Belki biraz tuhafınıza gidecek ama, Beşiktaş geçen hafta 4 yerken; o maçın ilk yarısında, dünün ilk yarısından daha iyiydi... Bu kez gol atmış olmasına rağmen, bozgun maçının başlangıç kalitesine ulaşamadı.
42. dakikada Olcay'ın harika ortası, Fernandes'in şık şutu ve Ordu kalecisinin mükemmel kurtarışı; devrenin tek olumlu fark anıydı... Niang'ın golü bile, topu bir anda önünde bulmasının şansıyla geldi. Beşiktaş iyi değildi.

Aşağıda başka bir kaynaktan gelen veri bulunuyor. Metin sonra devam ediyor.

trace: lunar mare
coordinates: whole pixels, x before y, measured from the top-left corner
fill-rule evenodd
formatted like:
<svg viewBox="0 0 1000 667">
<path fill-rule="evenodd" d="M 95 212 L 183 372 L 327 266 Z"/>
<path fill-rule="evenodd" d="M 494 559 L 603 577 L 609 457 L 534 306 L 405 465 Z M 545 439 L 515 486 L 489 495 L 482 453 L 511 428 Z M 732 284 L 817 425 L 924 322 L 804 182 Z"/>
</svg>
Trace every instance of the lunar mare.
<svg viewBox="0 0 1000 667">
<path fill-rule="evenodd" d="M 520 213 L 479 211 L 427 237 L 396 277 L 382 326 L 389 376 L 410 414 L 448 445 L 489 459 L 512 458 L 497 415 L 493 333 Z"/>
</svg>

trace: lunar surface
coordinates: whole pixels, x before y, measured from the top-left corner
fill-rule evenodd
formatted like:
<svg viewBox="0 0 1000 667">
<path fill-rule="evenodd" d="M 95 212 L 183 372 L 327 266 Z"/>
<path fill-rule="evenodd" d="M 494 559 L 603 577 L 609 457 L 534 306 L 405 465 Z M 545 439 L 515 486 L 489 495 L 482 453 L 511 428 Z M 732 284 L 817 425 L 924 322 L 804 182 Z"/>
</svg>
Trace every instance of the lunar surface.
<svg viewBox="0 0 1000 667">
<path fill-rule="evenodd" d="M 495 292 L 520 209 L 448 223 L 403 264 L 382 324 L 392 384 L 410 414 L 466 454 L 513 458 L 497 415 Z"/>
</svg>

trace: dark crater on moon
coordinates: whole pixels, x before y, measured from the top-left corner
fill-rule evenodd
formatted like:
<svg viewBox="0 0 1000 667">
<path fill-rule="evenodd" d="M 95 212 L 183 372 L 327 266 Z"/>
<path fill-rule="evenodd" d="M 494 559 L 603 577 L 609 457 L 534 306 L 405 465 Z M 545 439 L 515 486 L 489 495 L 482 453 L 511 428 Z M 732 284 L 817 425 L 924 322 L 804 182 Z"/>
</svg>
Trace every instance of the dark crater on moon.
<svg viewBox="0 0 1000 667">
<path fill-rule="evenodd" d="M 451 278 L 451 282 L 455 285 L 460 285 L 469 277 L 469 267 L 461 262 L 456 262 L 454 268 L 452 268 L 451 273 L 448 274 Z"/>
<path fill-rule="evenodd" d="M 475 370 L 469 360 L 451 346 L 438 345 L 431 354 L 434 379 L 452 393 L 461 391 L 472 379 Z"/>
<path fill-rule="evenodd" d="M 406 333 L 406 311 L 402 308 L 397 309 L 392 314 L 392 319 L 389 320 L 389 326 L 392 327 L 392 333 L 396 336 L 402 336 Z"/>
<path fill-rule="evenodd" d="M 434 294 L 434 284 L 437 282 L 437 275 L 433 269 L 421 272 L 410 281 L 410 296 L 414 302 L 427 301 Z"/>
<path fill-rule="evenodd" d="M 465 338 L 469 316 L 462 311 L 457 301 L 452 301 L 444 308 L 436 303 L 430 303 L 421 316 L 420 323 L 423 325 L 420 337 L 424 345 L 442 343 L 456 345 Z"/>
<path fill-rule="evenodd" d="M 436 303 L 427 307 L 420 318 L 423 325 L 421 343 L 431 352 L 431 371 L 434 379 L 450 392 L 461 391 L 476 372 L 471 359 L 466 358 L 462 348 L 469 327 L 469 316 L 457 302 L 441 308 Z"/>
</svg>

Stancu'nun çok yakın mesafeden kaçırdığı iki pozisyon, ibreyi tersine çevirebilirdi. Ordu iyi kafa tuttu... Konuk takım; bu maça gelene kadar Beşiktaş ve Trabzon'dan daha az gol yemişti. Demek ki özünde gizli bir cevher var. Sorun, gol atamayışlarında... Zaten son 3 maçtır tıkları yoktu!
***
Mustafa Pektemek, iyi niyetle mücadele ediyor ama; gol atma sorumluluğu altında ezildiği için, panik yapıyor. Pozisyonlarda ya çok acele ediyor ya da çok geç kalıyor. Üstelik kendi kendini sakatladı... Sakinleşse, dengeyi sağlayıp daha yararlı olacak.
Dentinho da savruk ve amaçsız... Göndermek istediği toplar, hep önündeki rakibe çarptı. Yarı şaşkın bir hali var... Doğru dürüst pas veremedi, orta yapamadı, şut atamadı, pozisyona giremedi, girdiğinde de çuvalladı... Tam konu mankeni!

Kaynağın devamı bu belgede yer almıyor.